Excellent art work.
About the class itself, the technical defects were numerous, but the one overarching defect was the gun house mantlets. The Americans quickly discovered that because of mistakes in hull volume calculation, the ships rode lower forward than anticipated. This might not have mattered as Mister Teddy Roosevelt's Navy was used to working their guns wet, but with the Virginias especially, the seawater from waves breaking over the bow washed into the gunhouse and drenched the handling machinery, the guns, and the crews. Again, this was not considered too onerous. However, the superstacked 8 inch guns were found unworkable during the loading cycle for the 12 inch guns, the armored roof of the second story was extremely vulnerable to anything over a 5 inch shell and the too wide barrel embrasures not only allowed too much seawater in, which corroded the working machinery, damaging the hydraulics and electrics, but it also allowed overpressure and back pulse from the muzzle blasts from the guns above when the 8 inchers fired and from the 12 inchers below when the main guns fired.

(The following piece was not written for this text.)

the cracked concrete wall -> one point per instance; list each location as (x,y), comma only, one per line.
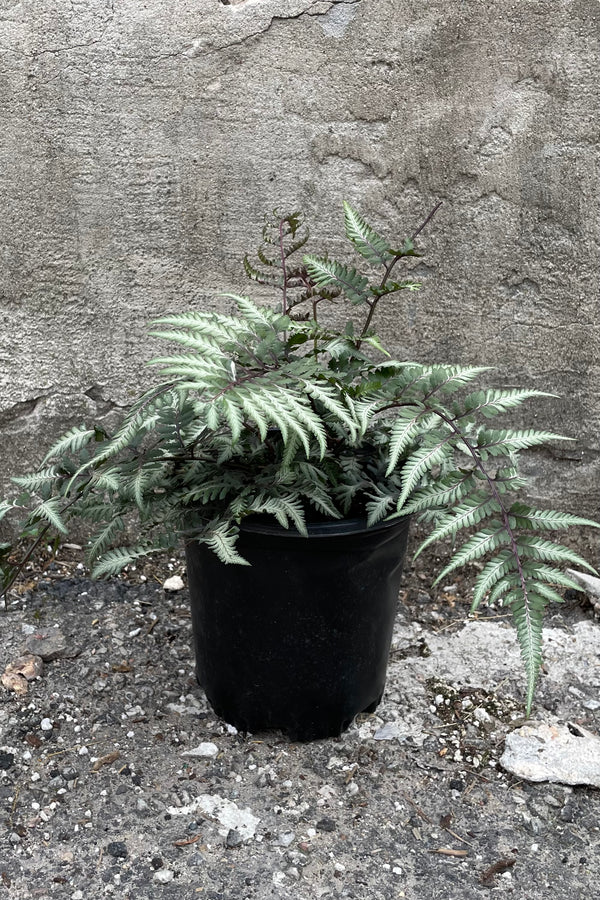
(142,142)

Hence, this idea was not repeated in American service after the five Virginias were finished. In combat, it was assumed that the superstacked 8 inch battery atop each 12 inch paired gun mount would not be served, thus effectively negating half the 8 inch caliber guns set carried. What puzzles me, though, after USS Kearsage showed why the idea did not work, is why include the useless feature? Instead rework the modified Iowa type gunhouses to correct the two major faults discovered after the USS Kearsage proved the design failure in 1900? This has bothered me as I studied the pre-dreadnought USN history. Here is a partial if not entirely satisfactory answer as to why seven of these mistakes slid down the ways.

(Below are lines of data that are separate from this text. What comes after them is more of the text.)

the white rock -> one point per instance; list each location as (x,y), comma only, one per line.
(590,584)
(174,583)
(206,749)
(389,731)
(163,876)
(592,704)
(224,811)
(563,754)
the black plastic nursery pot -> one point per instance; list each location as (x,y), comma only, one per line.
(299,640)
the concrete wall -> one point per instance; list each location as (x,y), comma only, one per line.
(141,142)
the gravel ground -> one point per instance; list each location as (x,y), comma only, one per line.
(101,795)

The noted US ship constructor, Philip Hitchborn, fought and lost the argument about how the USS Virginia should be laid out and armed with Captain Charles O'Neil, the US Navy's acknowledged best gunnery expert after Admiral Sampson was discredited and before Captain Sims discredited him in turn. The argument, which confused the US Congress, went something like this:
Hichborn: simplification of gun calibers and uniformity of ballistics among the main armaments will allow US battleships to improve their miserable accuracy, which the Spanish American War shows to be appallingly inaccurate. It will also be cheaper to buy ammunition if the USN only has to worry about 4 calibers instead of the current 9. Arm the Virginias and future American battleships with 10 inch BLNRs (breech loading naval rifles) and the new 6 inch quick fire guns. Virginia should carry eight or ten each 10 inch guns; with 2 as a pair in one gunhouse forward, 2 as a pair in one gun house aft and 2 or 3 as broadside casemate guns. This gives a good battery that can defeat most foreign battleships at the expected battle ranges. A battery of ten 3 pounders in single mounts can stop torpedo boats and a battery of 6 inch QFs will deal with cruisers. The broadside on 13,000 (short) tons displacement will be five 3 pounder RFs, eight 6 inch QFs and six or seven 10 inch BLNRs. Keeping within Congress' mandated displacement and cost requirements is possible with such a design with the added benefit of standardizing the calibers in the line of battle.
O'Neil: The Spanish American War has shown us that the best gun in USN service as far as accuracy, rate of fire and armor penetration for the expected targets to be faced (enemy armored cruisers) is the 8 inch gun. The minimum broadside required is four such guns. Six is preferable. Even battleships are vulnerable to an 8 inch gun at the expected close ranges anticipated. Developing a new 10 inch gun using smokeless powder will delay our battleship production, will do nothing to standardize calibers which will go to 10 types instead of the current 9 and cannot be mounted en casemate as the gun barrels are too long and the gun truck is too heavy (wider ship than American drydocks can take). Furthermore, the ship to take Hichborn's recommended six barrel broadside, because of the three centerline gunhouses actually needed, will be over 550 feet long, exceed 17,000 short tons displacement to carry the 10 inches of Krupp CA steel citadel belt required and will be too long for existing drydocks, too. It will also cost too much to build.
O'Neil won that argument. Congress said build it his way. The Kearsage design was "modernized" and duplicated with the disastrous results noted above.